Ele não podia acreditar em seus ouvidos. Mas por que o Rebe estava tão sério? Agarrou a mão do Rebe entre as suas e disse: “Obrigado, Rebe, obrigado!” umas dez vezes sem parar, saiu da sala quase tropeçando nos próprios pés e correu para casa o mais depressa que pôde.

Assim que abriu a porta ouviu o choro do bebê, e ali estava sua esposa, exausta mas viva e até sorrindo fracamente. Ele irrompeu em lágrimas de júbilo e gratidão. Era um milagre!

No dia seguinte retornou ao Rebe para desculpar-se por invadir-lhe a casa na noite anterior e agradecer novamente. Porém os chassidim do Rebe o detiveram antes de entrar, e insistiram para que ele perguntasse ao Rebe o que acontecera – o que o Rebe tinha feito durante aqueles minutos em que estava numa espécie de transe, com a cabeça aninhada entre as mãos?

A princípio ele não queria participar daquilo. Mas finalmente concordou e quando estava a ponto de deixar a sala do Rebe pediu humildemente uma explicação para o milagroso nascimento de seu filho. O Rebe respondeu com a mais profunda seriedade:

“Seu filho tem uma alma muito elevada. Ela não queria deixar a pura verdade espiritual do céu para entrar neste mundo de falsidade e tribulações.

“Portanto, falei com a alma. Prometi que quando ela descesse ao mundo receberia poderes especiais que não estão disponíveis nem mesmo nos âmbitos espirituais mais elevados. E estes poderes especiais lhe permitirão servir a D’us acima de todas as limitações. Somente então a alma de seu filho concordou em vir a este mundo.”
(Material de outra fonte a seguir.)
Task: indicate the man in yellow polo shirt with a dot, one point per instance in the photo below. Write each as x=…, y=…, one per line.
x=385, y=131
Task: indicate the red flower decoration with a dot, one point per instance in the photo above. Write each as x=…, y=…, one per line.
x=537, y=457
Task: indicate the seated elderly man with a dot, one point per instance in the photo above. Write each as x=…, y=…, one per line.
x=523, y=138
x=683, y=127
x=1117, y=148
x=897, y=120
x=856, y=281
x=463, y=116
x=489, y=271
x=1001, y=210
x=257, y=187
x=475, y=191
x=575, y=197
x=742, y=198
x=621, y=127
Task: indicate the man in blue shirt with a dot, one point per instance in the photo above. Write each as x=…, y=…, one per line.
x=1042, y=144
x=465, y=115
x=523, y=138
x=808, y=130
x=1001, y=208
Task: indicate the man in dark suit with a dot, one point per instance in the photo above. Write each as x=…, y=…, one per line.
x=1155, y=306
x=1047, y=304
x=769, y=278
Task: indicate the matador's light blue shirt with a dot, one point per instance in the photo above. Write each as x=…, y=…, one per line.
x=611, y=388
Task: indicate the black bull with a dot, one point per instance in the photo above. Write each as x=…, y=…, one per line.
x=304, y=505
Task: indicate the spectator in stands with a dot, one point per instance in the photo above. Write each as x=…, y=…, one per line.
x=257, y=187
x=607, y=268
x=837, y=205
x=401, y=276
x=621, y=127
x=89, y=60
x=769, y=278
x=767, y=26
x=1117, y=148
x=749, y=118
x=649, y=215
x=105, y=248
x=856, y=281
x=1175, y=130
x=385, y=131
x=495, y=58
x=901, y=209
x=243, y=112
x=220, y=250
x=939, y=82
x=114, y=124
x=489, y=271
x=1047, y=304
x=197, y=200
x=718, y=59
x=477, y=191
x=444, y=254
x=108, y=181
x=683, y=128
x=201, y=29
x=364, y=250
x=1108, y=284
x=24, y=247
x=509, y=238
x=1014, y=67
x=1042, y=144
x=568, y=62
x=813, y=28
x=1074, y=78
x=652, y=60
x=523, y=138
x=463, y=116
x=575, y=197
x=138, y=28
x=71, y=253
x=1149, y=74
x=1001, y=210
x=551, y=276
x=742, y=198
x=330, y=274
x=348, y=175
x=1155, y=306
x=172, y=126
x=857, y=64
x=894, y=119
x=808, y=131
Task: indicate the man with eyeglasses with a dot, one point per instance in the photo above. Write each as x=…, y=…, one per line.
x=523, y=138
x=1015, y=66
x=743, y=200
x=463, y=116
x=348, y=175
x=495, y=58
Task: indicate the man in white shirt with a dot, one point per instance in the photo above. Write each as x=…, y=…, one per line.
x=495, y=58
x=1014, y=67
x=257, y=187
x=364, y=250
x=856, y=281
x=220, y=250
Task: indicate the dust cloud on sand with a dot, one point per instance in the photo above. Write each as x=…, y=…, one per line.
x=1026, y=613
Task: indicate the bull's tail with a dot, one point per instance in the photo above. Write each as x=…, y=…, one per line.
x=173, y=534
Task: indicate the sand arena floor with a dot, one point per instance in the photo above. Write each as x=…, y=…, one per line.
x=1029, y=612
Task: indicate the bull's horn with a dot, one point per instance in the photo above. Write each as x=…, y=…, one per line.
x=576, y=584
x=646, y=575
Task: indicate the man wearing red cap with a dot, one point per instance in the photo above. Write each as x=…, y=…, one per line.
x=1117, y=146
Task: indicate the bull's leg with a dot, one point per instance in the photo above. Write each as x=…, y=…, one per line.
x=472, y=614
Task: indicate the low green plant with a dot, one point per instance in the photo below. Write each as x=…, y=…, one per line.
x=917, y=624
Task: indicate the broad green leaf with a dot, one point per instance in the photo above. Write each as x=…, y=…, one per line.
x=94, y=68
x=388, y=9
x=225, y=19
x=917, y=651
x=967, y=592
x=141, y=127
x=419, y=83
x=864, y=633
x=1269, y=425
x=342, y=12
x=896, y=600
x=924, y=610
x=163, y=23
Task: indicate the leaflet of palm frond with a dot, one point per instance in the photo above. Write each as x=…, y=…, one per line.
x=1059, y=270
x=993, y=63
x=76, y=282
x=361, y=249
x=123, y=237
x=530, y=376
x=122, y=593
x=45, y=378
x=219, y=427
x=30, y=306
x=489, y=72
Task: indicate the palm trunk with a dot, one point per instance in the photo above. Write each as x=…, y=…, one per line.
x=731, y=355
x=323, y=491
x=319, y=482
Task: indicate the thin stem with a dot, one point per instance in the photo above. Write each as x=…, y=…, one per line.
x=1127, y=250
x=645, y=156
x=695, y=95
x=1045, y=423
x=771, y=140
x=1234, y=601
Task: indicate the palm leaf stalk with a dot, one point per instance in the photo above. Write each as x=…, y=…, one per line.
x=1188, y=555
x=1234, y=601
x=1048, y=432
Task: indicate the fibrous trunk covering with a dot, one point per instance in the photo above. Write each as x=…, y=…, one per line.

Quando os chassidim ouviram o que o Rebe tinha dito, tomaram grande interesse pela criança: quem sabe que pessoa notável ele seria! Decidiram acompanhar seu desenvolvimento.

Um ano depois do nascimento, a mãe faleceu. Sete anos depois seu pai também partiu deste mundo, deixando o menino completamente órfão.

Ele foi enviado de um parente a outro e, embora os chassidim fizessem o possível para ajudar, naqueles dias terríveis de perseguição e pobreza sob o Czar Nicolau (de amaldiçoada memória), não havia muito que pudesse ser feito.

Quando o menino tinha apenas dez anos foi recrutado para o exército com outro menino. (Eram os dias dos temidos decretos “cantonistas” quando, por ordem do czar, os meninos judeus eram levados à força ao exército como um meio de forçar sua conversão ao Cristianismo.) A partir de então a única conexão que os chassidim tinham com ele era por correspondência. Escreviam uma vez por semana e o menino respondia sempre que possível. 

Suas raras cartas contavam como eles o estavam torturando e punindo por não comer porco e por tentar guardar o Shabat, mas que estava resolvido a nunca se separar do D’us de Israel.

Então as cartas cessaram.

Um ano e meio depois, eles receberam uma carta relatando que o menino tinha falecido, resultado de uma surra que recebera ao recusar-se a se converter.